Prosty sposób na korki w miastach. Naprawdę działa
Rok 2014 był pierwszym od wielu lat, gdy w największych polskich miastach nie wzrosły ceny biletów komunikacji miejskiej. W efekcie ludzie znacznie częściej korzystali z autobusów i tramwajów - pisze "Metro".
Rok 2014 był pierwszym od wielu lat, gdy w największych polskich miastach nie wzrosły ceny biletów komunikacji miejskiej. W efekcie ludzie znacznie częściej korzystali z autobusów i tramwajów - pisze "Metro".
W ub.r. we Wrocławiu padł rekord liczby pasażerów komunikacji miejskiej - 197 mln. To aż 30 proc. więcej niż 5 lat wcześniej, a wpływy ze sprzedaży biletów wzrosły o blisko 40 mln zł. W Poznaniu niemal z każdymi miesiącem 2014 r. biletowe wpływy rosły: tylko między VII a X sięgnęły 60 mln zł - 10 proc. więcej niż w analogicznym okresie poprzedniego roku.

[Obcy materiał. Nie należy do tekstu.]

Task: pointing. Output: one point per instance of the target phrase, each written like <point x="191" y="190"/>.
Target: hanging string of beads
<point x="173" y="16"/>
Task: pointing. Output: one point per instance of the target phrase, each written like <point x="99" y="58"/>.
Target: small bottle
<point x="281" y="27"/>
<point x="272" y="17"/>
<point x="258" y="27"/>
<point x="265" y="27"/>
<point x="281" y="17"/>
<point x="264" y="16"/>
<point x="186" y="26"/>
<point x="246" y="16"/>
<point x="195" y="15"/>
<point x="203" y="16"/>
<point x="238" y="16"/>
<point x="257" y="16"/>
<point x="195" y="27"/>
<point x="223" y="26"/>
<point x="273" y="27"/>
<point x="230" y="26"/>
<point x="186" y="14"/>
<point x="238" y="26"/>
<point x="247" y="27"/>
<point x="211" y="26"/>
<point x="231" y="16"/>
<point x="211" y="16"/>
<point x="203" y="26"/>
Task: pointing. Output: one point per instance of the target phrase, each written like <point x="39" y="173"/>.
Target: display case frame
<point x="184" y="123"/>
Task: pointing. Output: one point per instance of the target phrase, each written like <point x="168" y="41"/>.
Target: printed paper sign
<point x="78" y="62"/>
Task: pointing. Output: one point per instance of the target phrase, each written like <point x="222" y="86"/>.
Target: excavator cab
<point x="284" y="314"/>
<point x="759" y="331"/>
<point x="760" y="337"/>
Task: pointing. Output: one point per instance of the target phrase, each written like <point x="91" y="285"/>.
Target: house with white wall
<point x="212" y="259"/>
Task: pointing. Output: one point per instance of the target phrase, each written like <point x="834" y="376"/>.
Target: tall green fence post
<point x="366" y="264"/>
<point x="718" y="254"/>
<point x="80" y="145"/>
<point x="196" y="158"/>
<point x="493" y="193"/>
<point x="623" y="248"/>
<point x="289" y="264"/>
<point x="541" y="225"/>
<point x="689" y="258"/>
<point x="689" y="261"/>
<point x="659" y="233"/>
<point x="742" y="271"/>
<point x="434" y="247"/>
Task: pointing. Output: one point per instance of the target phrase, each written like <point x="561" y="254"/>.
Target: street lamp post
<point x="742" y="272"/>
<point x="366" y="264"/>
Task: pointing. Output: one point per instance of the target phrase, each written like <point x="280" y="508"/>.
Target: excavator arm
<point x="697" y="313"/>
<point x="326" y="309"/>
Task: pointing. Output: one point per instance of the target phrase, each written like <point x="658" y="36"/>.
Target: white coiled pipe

Warszawiacy kupili zaś 7 proc. więcej biletów długookresowych niż rok wcześniej (4,8 mln szt.) i 74 proc. więcej biletów jednorazowych (31,3 mln). Dochody z ich sprzedaży wzrosły o prawie 30 mln zł do 771 mln zł - przypomina "Metro".
Brak podwyżek w 2014 r. spowodował, że bilety tak naprawdę staniały, poruszanie się komunikacją stało się bardziej opłacalne - mówi Robert Chwiałkowski ze stowarzyszenia SISKOM skupiającego ekspertów ds. komunikacji.
I jak dodaje, przez najbliższe 2-3 lata mamy prawdopodobnie spokój z podwyżkami dot. biletów. Pewnie mało kto zaryzykuje uchwalenie wyższych cen - ocenia.